The first is a link to a lovely overview of the problem by Lars Vilhuber, published in the Harvard Data Science Review. It is relatively simple to read, and is recommended reading. For example, Vilhuber draws a careful distinction between replicability and reproducibility, and is full of interesting nuggets of information. I’ll list out the major ones (major to me) here. Note that I have simply copy-pasted from the link:

  1. Publication of research articles specifically in economics can be traced back at least to the 1844 publication of the Zeitschrift für die Gesamte Staatswissenschaft (Stigler et al., 1995).
  2. As the first editor of Econometrica, Ragnar Frisch noted, “the original data will, as a rule, be published, unless their volume is excessive […] to stimulate criticism, control, and further studies” (Frisch, 1933)
  3. …only 17.4% of articles in Econometrica in 1989–1990 had empirical content (Stigler et al., 1995)
  4. As Dewald et al. (1986) note: “Many authors cited only general sources such as Survey of Current Business, Federal Reserve Bulletin, or International Financial Statistics, but did not identify the specific issues, tables, and pages from which the data had been extracted.”
  5. Among reproducibility supplements posted alongside articles in the AEA’s journals between 2010 and 2019, Stata is the most popular (72.96% of all supplements), followed by Matlab (22.45%; Vilhuber et al., 2020) (Note: Do check figure 2 at the link.
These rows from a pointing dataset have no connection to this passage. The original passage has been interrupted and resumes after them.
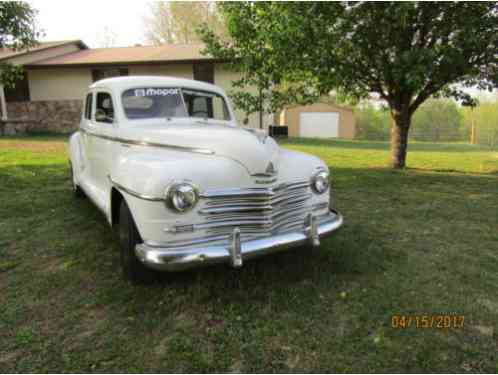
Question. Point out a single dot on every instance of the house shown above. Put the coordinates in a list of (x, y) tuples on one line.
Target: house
[(318, 120), (57, 75)]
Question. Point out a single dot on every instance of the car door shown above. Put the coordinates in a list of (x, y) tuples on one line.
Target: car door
[(100, 132), (83, 164)]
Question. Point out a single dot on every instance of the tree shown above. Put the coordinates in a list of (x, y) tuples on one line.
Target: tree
[(371, 123), (404, 52), (17, 31), (177, 22)]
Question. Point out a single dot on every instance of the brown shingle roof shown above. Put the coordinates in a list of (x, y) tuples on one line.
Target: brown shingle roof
[(127, 55), (7, 53)]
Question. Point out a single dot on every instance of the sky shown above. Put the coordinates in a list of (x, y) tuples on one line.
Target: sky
[(88, 20)]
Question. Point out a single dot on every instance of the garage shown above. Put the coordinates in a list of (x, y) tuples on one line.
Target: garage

Fascinating stuff.)
  6. It was concluded that “there is no tradition of replication in economics” (McCullough et al., 2006).
  7. The extent of the use of replication exercises in economics classes is anecdotally high, but I am not aware of any study or survey demonstrating this.
  8. The most famous example in economics is, of course, the exchange between Reinhart and Rogoff, and graduate student Thomas Herndon, together with professors Pollin and Ash (Herndon et al., 2014; Reinhart & Rogoff, 2010). (Note to students: this is a fascinating tale. Read up about it!)
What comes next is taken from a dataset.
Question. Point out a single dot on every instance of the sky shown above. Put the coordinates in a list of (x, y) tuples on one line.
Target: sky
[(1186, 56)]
There is much more at the link of course, but Tim Taylor’s post does a good job of extracting the key points. I’m noting them here in bullet point fashion, but you really should read the entire thing.

  1. Economic data – our understanding of the phrase needs to change, because a lot of it is in fact not publicly available today.
  2. “Vilhuber writes: “In 1960, 76% of empirical AER [American Economic Review- articles used public-use data. By 2010, 60% used administrative data, presumably none of which is public use …””
  3. Restricted Access Data Environments is a new thing that I discovered while writing this blogpost. “…where accredited researchers can get access to detailed data, but in ways that protect individual privacy. For example, there are now 30 Federal Statistical Data Research Centers around the country, mostly located close to big universities.” We could do with something like this in India. Actually, we would be a lot happier with just dbie working the way it was supposed to, but that’s for another day.
  4. Data that is given by creating a sub-sample, data that is ephemeral (try researching Instagram stories, for example) and data that you need to pay for are all challenging, and relatively recent, developments.
  5. I worked for four years in the analytics industry, so believe me when I say this. Data cleaning is a huge issue.
  6. Tim Taylor writes five paragraphs after this one, but this is a glorious para, worth quoting in full:
    “As a final thought, I’ll point out that academic researchers have mixed incentives when it comes to data. They always want access to new data, because new data is often a reliable pathway to published papers that can build a reputation and a paycheck. They often want access to the data used by rival researchers, to understand and to critique their results. But making access available to details of their own data doesn’t necessarily help them much.”

If there are those amongst you who are considering getting into academia, and are wondering what field to specialize in, reproducibility and replicability are fields worth investigating, precisely because they are relatively underrated today, and are only going to get more important tomorrow.

That’s a good investment to make, no?